IF YOU’VE ever walked through a park on a Sunday morning and come across a football pitch and a bunch of screaming kids, you’ll know that there’s no sound more terrifying than the sound of parents watching those screaming kids from the sidelines. A mix of encouragement, negativity and personal regret, it comes in waves, this wall of sound, and increases in volume whenever a controversial decision is made or a goal is scored or conceded.

Hearing the noises as a passerby is one thing, but hearing them as a son or daughter is another. For them, the ones these orders are aimed at, there is no escape and all they can do to keep quiet is to be perfect – or at least victorious.
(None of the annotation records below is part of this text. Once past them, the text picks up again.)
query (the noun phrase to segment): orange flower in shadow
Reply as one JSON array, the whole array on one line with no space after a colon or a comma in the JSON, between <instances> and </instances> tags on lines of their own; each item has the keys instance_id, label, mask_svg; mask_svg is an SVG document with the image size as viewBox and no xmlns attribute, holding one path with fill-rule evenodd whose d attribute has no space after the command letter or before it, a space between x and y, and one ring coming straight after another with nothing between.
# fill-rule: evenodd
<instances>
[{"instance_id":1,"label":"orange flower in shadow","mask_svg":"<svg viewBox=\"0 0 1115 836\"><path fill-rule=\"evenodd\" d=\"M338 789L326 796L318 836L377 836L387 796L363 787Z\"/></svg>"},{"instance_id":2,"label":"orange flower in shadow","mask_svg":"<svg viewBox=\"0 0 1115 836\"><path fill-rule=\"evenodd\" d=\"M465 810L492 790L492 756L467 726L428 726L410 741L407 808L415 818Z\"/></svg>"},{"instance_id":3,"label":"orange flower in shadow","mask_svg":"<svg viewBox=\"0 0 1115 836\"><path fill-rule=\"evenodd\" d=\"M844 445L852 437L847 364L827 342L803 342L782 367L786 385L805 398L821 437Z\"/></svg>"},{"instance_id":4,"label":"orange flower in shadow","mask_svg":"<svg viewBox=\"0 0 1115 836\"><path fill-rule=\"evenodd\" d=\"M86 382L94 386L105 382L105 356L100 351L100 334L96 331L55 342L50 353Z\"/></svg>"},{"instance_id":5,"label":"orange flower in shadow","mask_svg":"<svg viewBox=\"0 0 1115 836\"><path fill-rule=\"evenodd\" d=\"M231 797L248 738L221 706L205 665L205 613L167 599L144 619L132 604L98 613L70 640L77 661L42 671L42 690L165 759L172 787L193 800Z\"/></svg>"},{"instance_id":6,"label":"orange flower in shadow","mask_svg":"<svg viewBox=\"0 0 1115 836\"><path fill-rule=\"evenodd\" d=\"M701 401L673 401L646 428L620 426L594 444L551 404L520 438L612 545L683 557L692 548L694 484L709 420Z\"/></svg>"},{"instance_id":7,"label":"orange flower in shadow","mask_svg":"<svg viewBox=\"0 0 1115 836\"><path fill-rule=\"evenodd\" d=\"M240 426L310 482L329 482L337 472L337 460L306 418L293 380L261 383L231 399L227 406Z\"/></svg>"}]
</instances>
Often they fit the same profile, these parents. Either they care too much, want to win too much, or have invested too much of their own hopes and dreams in a child whose interests are now a fraction of their own. They live vicariously through these children, either because their own lives have become too boring to comprehend, or because they see themselves in the child, the way they used to, and see the child’s journey as a performance after a dress rehearsal.

Whatever the motivation, this behavior is normal whenever there is a stake in winning or losing. It is normal on the sidelines of football and it is also normal in boxing, a sport where there is much more at stake than just winning or losing. In fact, when one considers exactly what is at stake when two children or adults step into the ring, is it any wonder that boxing boasts some of the most bizarre, overbearing, and annoying dads in all of professional sports?

Probably not. Perhaps, when you think about it, the idea of ​​seeing your son or daughter in the ring fighting another human being whose goal is to render them unconscious is the most terrifying prospect any parent can imagine. In that situation, you worry less about them winning and more about them coming home, physically and mentally, the same child you went to the fight with. Anything else, in boxing, is a bonus; winning is not a “W” but a relief.

Of course, at the highest levels, such thoughts are easier to suppress or ignore. After all, there are big money to be made and titles to be won and family legacies to be established. However, the underlying ingredients and fears remain. Yet you, as a parent, have to watch your son or daughter trade blows with another human being and acknowledge that, regardless of their abilities, things can change in the blink of an eye.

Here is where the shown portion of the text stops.